直接の再会シーンは描かれておらず、第1話のラストでドグマの襲撃を奇跡的に逃れるも、仮面ライダースーパー1に自力で変身する術を持たない一也が、そのヒントを求めて幼少時に修業を積んだ赤心時に身を寄せたのが弁慶との再会で、一也が赤心寺にその姿を見せた時には既に多くの修行僧と共に拳法の稽古に励んでいた。
恐らく、一也は赤心寺に身を寄せた際に、惑星改造用改造人間の手術に前後したすべての事情を玄海老師と弁慶に話したのだろう。
本来はアリゾナの国際宇宙開発研究所のコントロール・ルームからの操作で必要に応じてスーパー1になる筈だった一也だったが、コントロール・ルームは闇の王国ドグマの襲撃を受けて破壊され、一也は自力で変身する術を失った。
恩師ヘンリー博士(大月ウルフ)の助言で、自力による変身の呼吸を身に着けるべく特訓に挑む一也だったが、結局そのヒントもつかめぬまま研究所はファイヤーコングによる再度の襲撃を受けて壊滅。

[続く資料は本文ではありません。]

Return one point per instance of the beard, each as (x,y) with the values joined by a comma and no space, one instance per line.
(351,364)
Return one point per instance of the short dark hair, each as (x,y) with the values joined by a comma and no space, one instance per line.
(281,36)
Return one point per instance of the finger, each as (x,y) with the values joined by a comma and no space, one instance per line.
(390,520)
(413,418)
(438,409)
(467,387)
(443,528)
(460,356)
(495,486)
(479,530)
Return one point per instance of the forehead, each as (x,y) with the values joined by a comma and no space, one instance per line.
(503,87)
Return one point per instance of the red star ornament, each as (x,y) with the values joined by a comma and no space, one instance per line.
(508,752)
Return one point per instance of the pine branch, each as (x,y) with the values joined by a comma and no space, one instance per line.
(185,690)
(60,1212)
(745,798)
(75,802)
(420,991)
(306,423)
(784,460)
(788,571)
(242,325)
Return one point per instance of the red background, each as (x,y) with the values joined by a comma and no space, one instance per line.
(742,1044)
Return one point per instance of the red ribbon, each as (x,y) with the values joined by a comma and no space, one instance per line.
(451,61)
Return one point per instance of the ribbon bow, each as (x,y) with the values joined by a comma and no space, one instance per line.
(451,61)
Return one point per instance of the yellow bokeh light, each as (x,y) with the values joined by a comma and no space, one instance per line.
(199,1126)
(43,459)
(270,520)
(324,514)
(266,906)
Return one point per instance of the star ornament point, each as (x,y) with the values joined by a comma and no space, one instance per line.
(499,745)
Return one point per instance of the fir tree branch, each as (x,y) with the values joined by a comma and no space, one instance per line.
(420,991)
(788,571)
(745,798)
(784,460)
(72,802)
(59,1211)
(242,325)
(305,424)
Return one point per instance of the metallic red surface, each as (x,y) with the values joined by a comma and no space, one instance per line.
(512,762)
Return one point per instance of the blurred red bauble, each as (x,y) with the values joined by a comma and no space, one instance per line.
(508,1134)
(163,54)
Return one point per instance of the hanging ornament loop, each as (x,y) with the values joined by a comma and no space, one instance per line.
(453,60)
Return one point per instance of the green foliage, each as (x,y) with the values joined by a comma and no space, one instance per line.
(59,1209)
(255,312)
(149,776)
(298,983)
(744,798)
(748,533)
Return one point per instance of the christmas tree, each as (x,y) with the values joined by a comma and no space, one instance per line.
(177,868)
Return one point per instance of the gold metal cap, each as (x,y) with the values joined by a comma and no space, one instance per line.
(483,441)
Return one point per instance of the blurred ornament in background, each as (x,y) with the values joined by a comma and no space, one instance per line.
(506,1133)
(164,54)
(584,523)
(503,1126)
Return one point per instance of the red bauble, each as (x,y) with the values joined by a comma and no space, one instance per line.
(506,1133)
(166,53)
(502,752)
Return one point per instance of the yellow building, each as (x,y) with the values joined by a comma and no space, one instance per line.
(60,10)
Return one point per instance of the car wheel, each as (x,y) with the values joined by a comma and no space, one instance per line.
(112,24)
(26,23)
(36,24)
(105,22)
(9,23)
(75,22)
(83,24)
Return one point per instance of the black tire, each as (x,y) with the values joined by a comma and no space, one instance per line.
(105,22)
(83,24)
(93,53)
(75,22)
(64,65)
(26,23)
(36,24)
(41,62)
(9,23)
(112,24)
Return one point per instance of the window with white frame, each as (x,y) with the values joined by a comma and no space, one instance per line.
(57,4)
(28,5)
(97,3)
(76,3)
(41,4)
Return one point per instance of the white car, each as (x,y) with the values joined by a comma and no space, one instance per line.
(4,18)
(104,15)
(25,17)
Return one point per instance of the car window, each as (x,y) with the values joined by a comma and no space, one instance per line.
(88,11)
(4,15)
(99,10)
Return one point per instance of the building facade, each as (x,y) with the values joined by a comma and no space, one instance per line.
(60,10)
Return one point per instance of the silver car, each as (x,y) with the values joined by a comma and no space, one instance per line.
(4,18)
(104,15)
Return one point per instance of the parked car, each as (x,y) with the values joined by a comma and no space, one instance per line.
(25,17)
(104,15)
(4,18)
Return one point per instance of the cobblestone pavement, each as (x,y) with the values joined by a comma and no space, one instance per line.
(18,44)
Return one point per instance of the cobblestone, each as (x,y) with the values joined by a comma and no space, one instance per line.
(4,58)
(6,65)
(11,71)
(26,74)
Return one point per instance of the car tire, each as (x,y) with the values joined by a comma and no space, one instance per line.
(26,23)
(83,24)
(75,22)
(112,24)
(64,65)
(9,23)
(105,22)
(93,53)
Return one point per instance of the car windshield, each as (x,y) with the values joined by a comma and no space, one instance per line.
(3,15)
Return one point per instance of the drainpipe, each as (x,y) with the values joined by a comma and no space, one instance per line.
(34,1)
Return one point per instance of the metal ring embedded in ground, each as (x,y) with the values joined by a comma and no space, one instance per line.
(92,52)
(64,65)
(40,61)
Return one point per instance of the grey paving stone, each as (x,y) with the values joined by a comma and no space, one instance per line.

ヘンリー博士を初めとする研究員たちは皆殺しにされたと見られたが、一也はその混乱の中で偶然に変身の呼吸を発し、スーパー1への変身を遂げて日本に逃れたのだった。
その経緯を知っていたと見られる玄海老師は一也に変身の呼吸を掴む為に修業を積ませていたが、ドグマの魔手が身近に迫ったことで、玄海老師は一也の地獄稽古を命じた。
地獄稽古とは、要するに百人組手で、弁慶はその過酷さゆえに命の危険もあると進言したが、上述した様に中止になることは勿論なかった(苦笑)。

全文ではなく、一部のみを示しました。